I very much appreciate all the attention paid to this today. I am going away to hack for a while while my cpu glows from building gcc.

Comment 20 David Taht 2009-04-23 03:29:22 UTC
I got gcc 4.4 built with the 1 line patch.

It assembles my 24 operand function just fine (which had several errors in the asm that I couldn't detect without assembling it - pushed out to my repo now - it even gets through a few loops with my as yet unfinished test code). Yea! 

Optimal register allocation (w/wo REX prefixes) is an issue (but that was why I was writing this as inline asm in the first place, that is easy to fix)

It successfully compiles, links, and runs my project (ScreamingRabbitCode) at -O3 -mtune=core2 w/o the asm code in 17.397s. gcc 4.3.2 takes 17.865s. (both are best case times over several runs and well within margin of error) 

This is obviously not a particularly good test (I suspect the bottleneck is libtool). I will try it and out of the box 4.4 on some bigger stuff tomorrow (suggestions? The biggest thing I ever build is ardour), and figure out how to run the gcc testsuite as well.


Comment 21 David Taht 2009-04-23 03:44:43 UTC
(In reply to comment #20)
> It successfully compiles, links, and runs my project (ScreamingRabbitCode) at
> -O3 -mtune=core2 w/o the asm code in 17.397s. gcc 4.3.2 takes 17.865s. (both
> are best case times over several runs and well within margin of error) 
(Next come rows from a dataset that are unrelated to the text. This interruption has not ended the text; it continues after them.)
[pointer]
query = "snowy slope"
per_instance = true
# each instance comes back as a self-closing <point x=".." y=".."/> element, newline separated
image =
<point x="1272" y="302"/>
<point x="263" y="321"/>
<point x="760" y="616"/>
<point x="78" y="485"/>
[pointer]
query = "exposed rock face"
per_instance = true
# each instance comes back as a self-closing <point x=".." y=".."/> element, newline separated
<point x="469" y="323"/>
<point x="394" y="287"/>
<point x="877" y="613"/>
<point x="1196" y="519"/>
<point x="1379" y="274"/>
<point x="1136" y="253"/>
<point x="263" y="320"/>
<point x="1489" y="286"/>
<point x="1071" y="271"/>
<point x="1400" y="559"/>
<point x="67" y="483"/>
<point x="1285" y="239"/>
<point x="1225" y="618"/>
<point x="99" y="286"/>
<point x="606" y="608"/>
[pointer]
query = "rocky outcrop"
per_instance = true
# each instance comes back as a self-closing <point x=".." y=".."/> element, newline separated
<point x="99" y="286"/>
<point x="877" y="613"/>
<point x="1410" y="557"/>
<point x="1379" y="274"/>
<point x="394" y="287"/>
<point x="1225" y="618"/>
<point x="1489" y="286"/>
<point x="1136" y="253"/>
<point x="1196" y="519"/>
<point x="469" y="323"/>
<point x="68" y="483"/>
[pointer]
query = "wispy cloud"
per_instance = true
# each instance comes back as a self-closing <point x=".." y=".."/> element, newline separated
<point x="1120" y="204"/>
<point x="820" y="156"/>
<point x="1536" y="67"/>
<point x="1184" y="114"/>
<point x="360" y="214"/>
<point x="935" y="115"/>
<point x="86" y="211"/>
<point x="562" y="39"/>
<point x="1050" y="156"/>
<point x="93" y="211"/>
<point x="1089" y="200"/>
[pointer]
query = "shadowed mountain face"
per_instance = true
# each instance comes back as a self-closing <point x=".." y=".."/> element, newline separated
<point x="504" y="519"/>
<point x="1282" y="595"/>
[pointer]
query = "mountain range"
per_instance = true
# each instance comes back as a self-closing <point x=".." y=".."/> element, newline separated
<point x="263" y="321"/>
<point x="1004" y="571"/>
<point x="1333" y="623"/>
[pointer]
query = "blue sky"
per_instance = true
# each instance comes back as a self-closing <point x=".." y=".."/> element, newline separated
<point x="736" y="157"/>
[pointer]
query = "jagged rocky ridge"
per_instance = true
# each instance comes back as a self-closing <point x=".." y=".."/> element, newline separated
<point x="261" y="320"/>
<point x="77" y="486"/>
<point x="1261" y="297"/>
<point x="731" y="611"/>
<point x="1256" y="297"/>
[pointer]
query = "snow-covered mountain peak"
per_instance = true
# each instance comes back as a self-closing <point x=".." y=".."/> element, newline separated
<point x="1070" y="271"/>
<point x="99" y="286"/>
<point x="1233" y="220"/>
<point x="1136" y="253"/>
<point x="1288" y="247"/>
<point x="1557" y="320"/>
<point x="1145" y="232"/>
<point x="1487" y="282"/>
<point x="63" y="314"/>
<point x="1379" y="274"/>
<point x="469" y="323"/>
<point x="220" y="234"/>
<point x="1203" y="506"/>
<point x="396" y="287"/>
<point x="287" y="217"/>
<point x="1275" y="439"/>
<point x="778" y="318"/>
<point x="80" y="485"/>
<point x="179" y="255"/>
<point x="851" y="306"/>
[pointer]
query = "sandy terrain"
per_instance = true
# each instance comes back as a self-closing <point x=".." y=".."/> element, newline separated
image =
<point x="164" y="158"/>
To be clear, the timing above was for compiling and linking using the patched gcc 4.4 vs gcc 4.3.2. 
Comment 22 Andrew Haley 2009-04-23 11:08:23 UTC
Re named register variables:
You can, instead of using 

[coeff_ptr_l1] "+r" (coeff_ptr_l1)

declare something like

register long double *coeff_ptr_l1 asm ("%%r8");

and then use "%%r8" in your asm.  This means that you allocate the registers instead of the compiler, but it may solve your immediate problem.